Marlene Dumas at David Zwirner, Art Basel Qatar 2026. Courtesy of David Zwirner.
David Zwirner brought three paintings from Marlene Dumas’s 2009–10 “Against the Wall” series, which depict blurred renderings of media images from the 2008–09 Operation Cast Lead. By the end of the first day, they had yet to sell. Mumbai’s Chemould Prescott Road dedicated its space to Rashid Rana’s Black Square (2025), a large photomontage composed of CCTV stills capturing an Israeli airstrike on Gaza in 2025. It is priced at $30,000, and proceeds will go toward Gaza relief funds.
Meanwhile, at Art Basel Qatar’s opening party at the Museum of Islamic Art on Monday night, a new Jenny Holzer work, SONG, debuted. Commissioned for the fair, it uses large-scale projections and 700 drones to transform the museum’s facade and courtyard with excerpts of poetry by Mahmoud Darwish, who is regarded as Palestine’s national poet, and Emirati artist Nujoom Alghanem, in Arabic and English. It will be on view nightly throughout the fair, which closes Saturday.

Jenny Holzer, SONG (2026) at the Museum of Islamic Art. Courtesy of Art Basel.
Egyptian artist Wael Shawky, the artistic director of this first Art Basel Qatar, said that the fair is “not just a marketplace but a cultural platform, one that responds to the realities of this region.” Education is central to his artistic practice, he said, and “artists have the ability to challenge what we believe and to open our eyes to new ways of understanding the world.”
Equitable representation of artists and galleries from the Middle East, North Africa, and South Asia (MENASA) was a key metric of success for Shawky, he said. (Around half of the 87 galleries are from the Middle East.) The market and education are “both a generator of opportunities for artists,” he added.
Who’s Buying
Whether the Gulf has enough buyers to sustain a fair like Art Basel remains to be determined. The region is better known for a few big (largely royal) collectors, like the Al Thanis, who are also working to fill ambitious state-led museums. Qatar’s acquisitions from the fair will be added to the collection of its contemporary-focused Art Mill Museum, which is due to open in 2030. Many in the trade have decided that Art Basel Qatar is simply a royal fair, catering to the interests of those clients.
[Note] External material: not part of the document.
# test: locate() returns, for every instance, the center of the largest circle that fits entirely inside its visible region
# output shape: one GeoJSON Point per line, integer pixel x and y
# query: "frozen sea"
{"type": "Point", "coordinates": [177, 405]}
It’s difficult to reject such preconceptions entirely, since the fair is so heavily underwritten by Qatar. Many dealers said that they had flights, accommodations, and/or installation fees covered. Booth costs were reportedly around $15,000, a fraction of the six-figure spaces at Basel Basel.

A performance in Al Barahat Square. Courtesy of Art Basel.
Biennials and museums, more than fairs and galleries, have defined art in the region, and it is within that institution-dominated context that many will encounter the Art Basel brand for the first time in Doha. That’s perhaps why Horowitz reminded journalists that everything is for sale. Most of the works on view are priced under $100,000, a more accessible entry point.
There are some major works in the private viewing rooms, though, matching the prices at Art Basel in Switzerland and signaling that what is on view may be table setting for bigger ambitions in the future. Acquavella has a rare Henri Rousseau and a Picasso that has been quoted at $42 million. Al Shoaibi, the Saudi collector, told me that he had come to see two works tucked away in viewing rooms.
Beyond the royal families, Gulf collectors tend to be “discreet,” according to Diane Abela, director for the Middle East at the advisory firm Gurr Johns, and many major clients are women. “They may have been collecting for decades and simply remain under the radar,” but that may be changing, she said. Some collectors are setting up private foundations and residency programs. If Art Basel Qatar succeeds, it could shift collecting culture, full stop.
Everyone agrees that Art Basel Qatar has potential. But as Wirth told me, “This year is not important. Next year will be important.”